Assembler: Object File - CS 61C Course Notes

1Learning Outcomes¶

Identify basic components of the object file.
Explain why the assembler can resolve PC-relative addresses but not absolute addresses.
Explain why PC-relative address resolution requires a two-pass process.

🎥 Lecture Video

1:26 onwards

The assembler translates assembly code to machine modules. It translates pseudoinstructions to real instructions and produces an object file. The assembler uses assembly directives to produce the object file, which contains portions of an executable’s text segment, data segment, and more.

2Object File¶

The final .o object file is a machine module, which is in binary:

Object File Header: size and position of other pieces of the object file. This is like the “table of contents”.
Text Segment: machine code.
Data Segment: binary representation of static data in the source file.
Symbol Table: List of file’s labels, static data that can be referenced by other programs
Relocation Table: Lines of code to fix later (by Linker)
Debugging Information.

The Text Segment and Data Segment (recall program memory layout) translates into machine code where possible. The last three items (Symbol Table, Relocation Table, Debugging Information) are used for the downstream Linker to resolve everything and create a single executable.

We highly recommend reading this section and then seeing the example at the end of this chapter.

3Text Segment¶

An example text segment is discussed in the example at the end of this chapter.

Arithmetic, Logical Instructions: For simple cases like add or sub, the 32-bit instruction contains all the information needed to build the machine code. This encompasses R-Format and some I-Format instructions.

PC-Relative Branches and Jumps, like beq/bne/etc. and jal. Once pseudoinstructions are replaced with real ones, all known PC-relative addressing within the object file can be computed. Determine the offset to encode by counting the number of half-word instructions between current instruction and target instruction.

After replacing pseudoinstructions, the assembler performs two passes over the program to compute all offsets.

Record all labels in a symbol table: The assembler records positions of labels by storing them in a symbol table.
Then, resolve references: Use label positions to generate machine code and hardcode branch/jump offsets where possible.

If the assembler only made one pass (from earlier instructions to later), “forward references” (labels to locations later in the program) would have unknown PC-relative offsets.

4Symbol Table¶

The symbol table is a list of labels (procedures) and data (like global arrays) in your file that could be used by other files.

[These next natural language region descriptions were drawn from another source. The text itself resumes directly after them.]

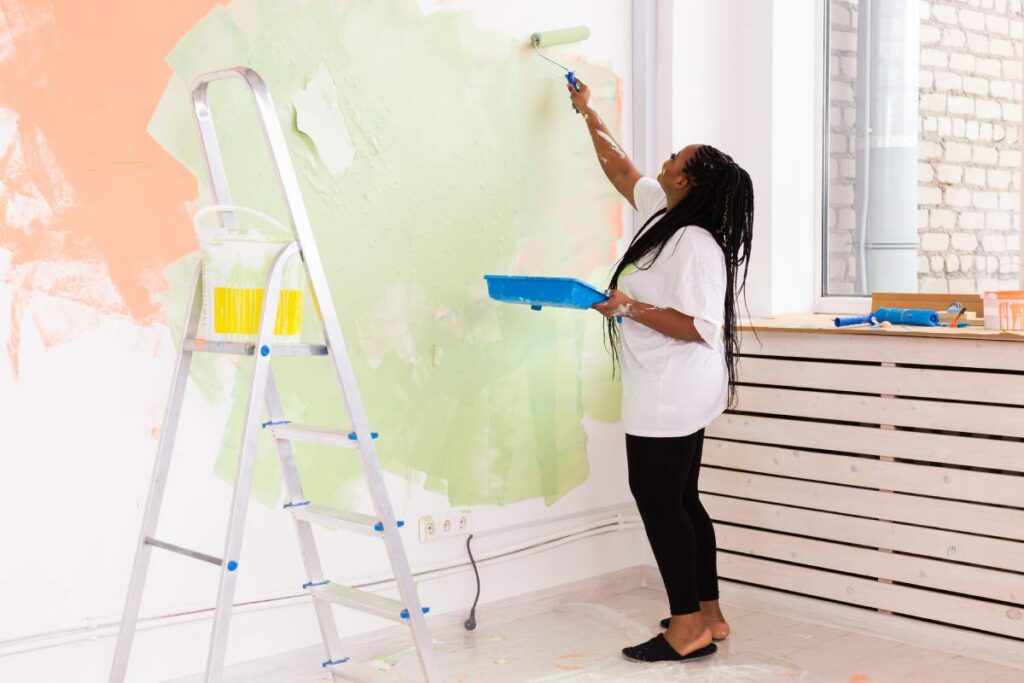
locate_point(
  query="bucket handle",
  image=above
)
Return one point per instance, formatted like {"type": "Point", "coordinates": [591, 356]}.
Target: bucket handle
{"type": "Point", "coordinates": [225, 208]}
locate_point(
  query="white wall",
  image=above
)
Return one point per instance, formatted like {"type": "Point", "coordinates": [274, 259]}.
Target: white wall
{"type": "Point", "coordinates": [744, 83]}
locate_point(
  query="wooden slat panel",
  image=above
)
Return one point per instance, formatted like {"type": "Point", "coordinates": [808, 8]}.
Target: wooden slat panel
{"type": "Point", "coordinates": [992, 617]}
{"type": "Point", "coordinates": [866, 472]}
{"type": "Point", "coordinates": [991, 454]}
{"type": "Point", "coordinates": [971, 517]}
{"type": "Point", "coordinates": [998, 420]}
{"type": "Point", "coordinates": [923, 382]}
{"type": "Point", "coordinates": [901, 350]}
{"type": "Point", "coordinates": [989, 584]}
{"type": "Point", "coordinates": [941, 544]}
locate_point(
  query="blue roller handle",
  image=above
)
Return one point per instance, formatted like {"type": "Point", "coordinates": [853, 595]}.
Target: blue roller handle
{"type": "Point", "coordinates": [914, 316]}
{"type": "Point", "coordinates": [847, 322]}
{"type": "Point", "coordinates": [570, 77]}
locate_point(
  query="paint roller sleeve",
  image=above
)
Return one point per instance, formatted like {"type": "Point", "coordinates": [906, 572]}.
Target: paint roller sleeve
{"type": "Point", "coordinates": [560, 36]}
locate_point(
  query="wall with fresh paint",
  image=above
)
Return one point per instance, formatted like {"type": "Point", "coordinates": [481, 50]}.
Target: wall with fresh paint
{"type": "Point", "coordinates": [433, 147]}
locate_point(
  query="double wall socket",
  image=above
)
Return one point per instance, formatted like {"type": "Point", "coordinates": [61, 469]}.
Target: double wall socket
{"type": "Point", "coordinates": [456, 522]}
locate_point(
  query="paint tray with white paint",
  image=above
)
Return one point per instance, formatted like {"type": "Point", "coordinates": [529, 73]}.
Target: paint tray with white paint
{"type": "Point", "coordinates": [540, 292]}
{"type": "Point", "coordinates": [236, 257]}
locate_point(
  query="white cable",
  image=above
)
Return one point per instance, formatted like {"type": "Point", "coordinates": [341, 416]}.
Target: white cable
{"type": "Point", "coordinates": [107, 628]}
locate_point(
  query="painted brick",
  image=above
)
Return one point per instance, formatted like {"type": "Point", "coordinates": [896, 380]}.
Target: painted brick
{"type": "Point", "coordinates": [934, 242]}
{"type": "Point", "coordinates": [975, 176]}
{"type": "Point", "coordinates": [948, 81]}
{"type": "Point", "coordinates": [953, 38]}
{"type": "Point", "coordinates": [993, 243]}
{"type": "Point", "coordinates": [958, 104]}
{"type": "Point", "coordinates": [948, 173]}
{"type": "Point", "coordinates": [965, 242]}
{"type": "Point", "coordinates": [957, 197]}
{"type": "Point", "coordinates": [942, 219]}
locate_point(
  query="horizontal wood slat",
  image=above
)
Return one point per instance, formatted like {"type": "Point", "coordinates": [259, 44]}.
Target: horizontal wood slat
{"type": "Point", "coordinates": [969, 451]}
{"type": "Point", "coordinates": [985, 387]}
{"type": "Point", "coordinates": [866, 472]}
{"type": "Point", "coordinates": [997, 420]}
{"type": "Point", "coordinates": [990, 584]}
{"type": "Point", "coordinates": [900, 350]}
{"type": "Point", "coordinates": [941, 544]}
{"type": "Point", "coordinates": [992, 617]}
{"type": "Point", "coordinates": [954, 515]}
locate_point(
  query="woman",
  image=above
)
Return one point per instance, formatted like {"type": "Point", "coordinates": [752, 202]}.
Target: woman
{"type": "Point", "coordinates": [675, 290]}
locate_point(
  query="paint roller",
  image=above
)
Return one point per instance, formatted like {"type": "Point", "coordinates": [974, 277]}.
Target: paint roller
{"type": "Point", "coordinates": [914, 316]}
{"type": "Point", "coordinates": [560, 37]}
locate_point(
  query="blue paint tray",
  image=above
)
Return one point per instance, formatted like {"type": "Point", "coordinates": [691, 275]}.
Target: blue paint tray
{"type": "Point", "coordinates": [540, 292]}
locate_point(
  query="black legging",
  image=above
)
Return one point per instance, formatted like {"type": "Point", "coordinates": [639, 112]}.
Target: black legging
{"type": "Point", "coordinates": [664, 475]}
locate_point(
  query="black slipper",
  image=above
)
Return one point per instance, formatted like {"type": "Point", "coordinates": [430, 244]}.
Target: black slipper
{"type": "Point", "coordinates": [658, 649]}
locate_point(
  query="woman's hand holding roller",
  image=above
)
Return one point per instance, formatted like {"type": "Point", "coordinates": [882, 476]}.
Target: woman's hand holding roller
{"type": "Point", "coordinates": [581, 97]}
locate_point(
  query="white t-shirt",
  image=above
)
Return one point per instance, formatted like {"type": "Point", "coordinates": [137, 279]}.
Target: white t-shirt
{"type": "Point", "coordinates": [673, 387]}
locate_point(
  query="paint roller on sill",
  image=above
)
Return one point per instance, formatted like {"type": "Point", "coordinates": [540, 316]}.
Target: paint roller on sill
{"type": "Point", "coordinates": [560, 37]}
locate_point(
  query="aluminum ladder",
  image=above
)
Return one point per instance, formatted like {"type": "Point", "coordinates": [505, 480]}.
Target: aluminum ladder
{"type": "Point", "coordinates": [263, 392]}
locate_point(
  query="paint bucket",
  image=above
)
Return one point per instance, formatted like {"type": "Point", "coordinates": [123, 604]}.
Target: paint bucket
{"type": "Point", "coordinates": [236, 262]}
{"type": "Point", "coordinates": [1005, 310]}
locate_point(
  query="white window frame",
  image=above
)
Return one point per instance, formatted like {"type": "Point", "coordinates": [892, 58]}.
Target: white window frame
{"type": "Point", "coordinates": [822, 303]}
{"type": "Point", "coordinates": [849, 304]}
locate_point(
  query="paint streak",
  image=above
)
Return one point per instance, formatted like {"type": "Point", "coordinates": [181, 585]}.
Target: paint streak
{"type": "Point", "coordinates": [84, 182]}
{"type": "Point", "coordinates": [82, 187]}
{"type": "Point", "coordinates": [467, 161]}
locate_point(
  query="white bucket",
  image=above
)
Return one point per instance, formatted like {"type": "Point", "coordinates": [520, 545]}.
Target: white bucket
{"type": "Point", "coordinates": [236, 262]}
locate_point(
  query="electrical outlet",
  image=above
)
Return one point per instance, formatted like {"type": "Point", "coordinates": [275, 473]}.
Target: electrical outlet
{"type": "Point", "coordinates": [453, 523]}
{"type": "Point", "coordinates": [428, 528]}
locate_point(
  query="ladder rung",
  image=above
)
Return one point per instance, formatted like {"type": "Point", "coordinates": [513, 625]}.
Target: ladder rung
{"type": "Point", "coordinates": [335, 518]}
{"type": "Point", "coordinates": [326, 435]}
{"type": "Point", "coordinates": [363, 601]}
{"type": "Point", "coordinates": [249, 348]}
{"type": "Point", "coordinates": [195, 554]}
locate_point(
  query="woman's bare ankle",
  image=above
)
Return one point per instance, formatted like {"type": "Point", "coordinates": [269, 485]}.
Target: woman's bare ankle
{"type": "Point", "coordinates": [713, 617]}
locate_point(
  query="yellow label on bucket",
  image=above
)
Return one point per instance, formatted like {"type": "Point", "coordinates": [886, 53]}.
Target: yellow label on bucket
{"type": "Point", "coordinates": [237, 311]}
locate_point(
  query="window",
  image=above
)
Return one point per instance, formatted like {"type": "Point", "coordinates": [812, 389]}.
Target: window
{"type": "Point", "coordinates": [922, 188]}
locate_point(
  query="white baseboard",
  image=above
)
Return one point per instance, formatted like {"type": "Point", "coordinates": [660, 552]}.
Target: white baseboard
{"type": "Point", "coordinates": [302, 665]}
{"type": "Point", "coordinates": [1004, 651]}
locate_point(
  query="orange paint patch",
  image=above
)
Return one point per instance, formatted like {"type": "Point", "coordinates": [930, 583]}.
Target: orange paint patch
{"type": "Point", "coordinates": [84, 83]}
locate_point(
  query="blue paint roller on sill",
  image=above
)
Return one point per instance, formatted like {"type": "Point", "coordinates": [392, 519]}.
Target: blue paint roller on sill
{"type": "Point", "coordinates": [914, 316]}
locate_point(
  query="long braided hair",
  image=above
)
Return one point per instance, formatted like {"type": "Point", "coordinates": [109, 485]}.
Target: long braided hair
{"type": "Point", "coordinates": [721, 201]}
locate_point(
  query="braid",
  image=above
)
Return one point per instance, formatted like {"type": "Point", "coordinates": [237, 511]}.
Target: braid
{"type": "Point", "coordinates": [721, 201]}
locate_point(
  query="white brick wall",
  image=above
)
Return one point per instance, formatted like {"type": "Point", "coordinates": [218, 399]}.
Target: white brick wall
{"type": "Point", "coordinates": [970, 151]}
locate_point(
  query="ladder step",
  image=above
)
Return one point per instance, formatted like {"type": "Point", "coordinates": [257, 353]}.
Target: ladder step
{"type": "Point", "coordinates": [344, 519]}
{"type": "Point", "coordinates": [249, 348]}
{"type": "Point", "coordinates": [180, 550]}
{"type": "Point", "coordinates": [326, 435]}
{"type": "Point", "coordinates": [371, 603]}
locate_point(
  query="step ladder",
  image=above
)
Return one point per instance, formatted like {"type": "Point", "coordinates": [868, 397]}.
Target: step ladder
{"type": "Point", "coordinates": [263, 393]}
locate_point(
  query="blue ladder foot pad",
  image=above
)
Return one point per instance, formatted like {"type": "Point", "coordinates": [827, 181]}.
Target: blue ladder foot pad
{"type": "Point", "coordinates": [352, 436]}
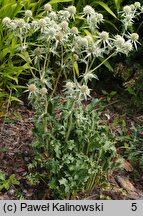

The Symbol Table is also used by the debugger gdb.

Instruction labels: Used to compute machine code for PC-relative addressing in branches, function calling, etc.
- If you want to call a function like printf from a library, the linker will eventually need this symbol (additionally, see the relocation table below).
- Can use .globl directive to allow labels can be referenced by other files.
Data segment: anything in section marked by the .data directive. Recall that the data segment has global variables may be accessed/used by other files.

An example symbol table is discussed in the example at the end of this chapter.

5Relocation Table¶

The relocation table is a “to-do list” of things to fix later (by the downstream linker). It contains placeholders for:

Absolute addresses for any external label used by a jump, e.g., in lib files, jal ext_label
Absolute addresses for any data located in data segment. e.g., static variables from the la load address instruction. The assembler doesn’t know where the static section or the “final resting place” is; it delegates this “final resting place” resolution to the linker.

An example relocation table is discussed in the example at the end of this chapter.